Il parassita finanziario dice di voler fare la transizione ecologica, ma sono solo parole. Il gestore di capitali BlackRock non vuole inquinare, ma in quanto principale azionista delle maggiori società del carbone e dei pesticidi, delle società che vogliono privatizzare l’acqua in India e Brasile, le sue rimarranno solo parole. Dopo di me il diluvio! Il parassita finanziario va ovunque ci sia un bisogno reale, come nel caso delle abitazioni. Si infilano, si interpongono tra il bisogno di abitare (A) e l’abitazione effettiva (B) e tra A e B mettono e promuovono rincari degli affitti, con la scusa anche della modernizzazione. Si veda il caso di Vonovia, agenzia guidata da BlackRock, che fa fare utili agli azionisti sulle spalle di chi vive in case in affitto ( W. Rügemer, Capitalisti del XXI secolo. I nuovi operatori finanziri, Castelvecchi, Roma, 2021). 
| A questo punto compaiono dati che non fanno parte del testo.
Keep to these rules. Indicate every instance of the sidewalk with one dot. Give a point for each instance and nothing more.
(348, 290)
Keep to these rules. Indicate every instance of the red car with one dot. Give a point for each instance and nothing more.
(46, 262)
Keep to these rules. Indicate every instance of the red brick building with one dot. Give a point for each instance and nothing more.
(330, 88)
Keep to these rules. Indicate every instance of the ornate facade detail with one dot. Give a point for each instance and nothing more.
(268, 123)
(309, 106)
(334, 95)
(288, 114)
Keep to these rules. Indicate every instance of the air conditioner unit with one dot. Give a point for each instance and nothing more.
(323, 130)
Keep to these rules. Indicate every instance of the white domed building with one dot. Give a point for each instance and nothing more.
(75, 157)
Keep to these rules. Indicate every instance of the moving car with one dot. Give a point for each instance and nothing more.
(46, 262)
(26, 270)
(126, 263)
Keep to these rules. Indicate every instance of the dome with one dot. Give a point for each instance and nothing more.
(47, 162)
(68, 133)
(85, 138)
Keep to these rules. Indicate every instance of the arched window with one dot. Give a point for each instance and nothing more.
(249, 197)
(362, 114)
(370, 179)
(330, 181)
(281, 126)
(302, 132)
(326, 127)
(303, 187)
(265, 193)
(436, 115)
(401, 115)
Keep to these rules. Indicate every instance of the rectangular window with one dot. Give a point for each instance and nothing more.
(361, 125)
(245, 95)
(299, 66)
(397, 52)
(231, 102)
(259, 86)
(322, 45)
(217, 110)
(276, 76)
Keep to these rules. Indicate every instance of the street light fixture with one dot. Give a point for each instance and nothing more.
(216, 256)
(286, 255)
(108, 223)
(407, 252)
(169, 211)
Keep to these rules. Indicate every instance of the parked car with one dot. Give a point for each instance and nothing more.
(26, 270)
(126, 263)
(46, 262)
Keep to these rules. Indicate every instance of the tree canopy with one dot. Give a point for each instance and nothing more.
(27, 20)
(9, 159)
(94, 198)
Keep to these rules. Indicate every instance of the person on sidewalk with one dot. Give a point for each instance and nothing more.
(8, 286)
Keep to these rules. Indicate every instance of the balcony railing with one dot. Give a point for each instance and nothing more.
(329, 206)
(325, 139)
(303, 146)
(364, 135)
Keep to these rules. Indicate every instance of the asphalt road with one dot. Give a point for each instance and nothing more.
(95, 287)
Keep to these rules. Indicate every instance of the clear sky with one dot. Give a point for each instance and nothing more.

Una possibile obiezione potrebbe essere sollevata a questo punto. Mi si potrebbe dire: così sei incoerente, delle due l’una, o dici che sono solo dei parassiti e che ne approfittano delle vita e della produzione altrui, oppure dici che stanno in posizione di comando. Giusto. Apparentemente le due immagini sembrano cozzare l’una con l’altra, ma in realtà non è così. La natura è ricca di esempi in cui il parassita, ovvero l’ultimo arrivato nella catena, assurge a ruolo di comando. Il fungo Cordyceps, per esempio, una volta infettato l’ospite (come nel caso delle formiche) lo trasforma in uno zombie al suo comando, prende letteralmente a muoverlo come fosse un burattino. L’ultimo arrivato nella catena causale, il più distaccato dalla materialità, il più “epifenomenico”, si innesta in realtà nella cabina di comando, muove la società, la menoma a piacere: «Nella catena parassitaria, l’ultimo arrivato tenta di soppiantare chi lo precede» (Serres, p. 26).

La nostra società e le nostre vite sono piene di parassiti che si frappongono tra ciò che siamo e ciò che potremmo essere. Se tieni in mente i criteri per la loro individuazione li troverai ovunque: dal manager al politico, dal barone universitario al gestore di capitale. Ma quando ce ne libereremo?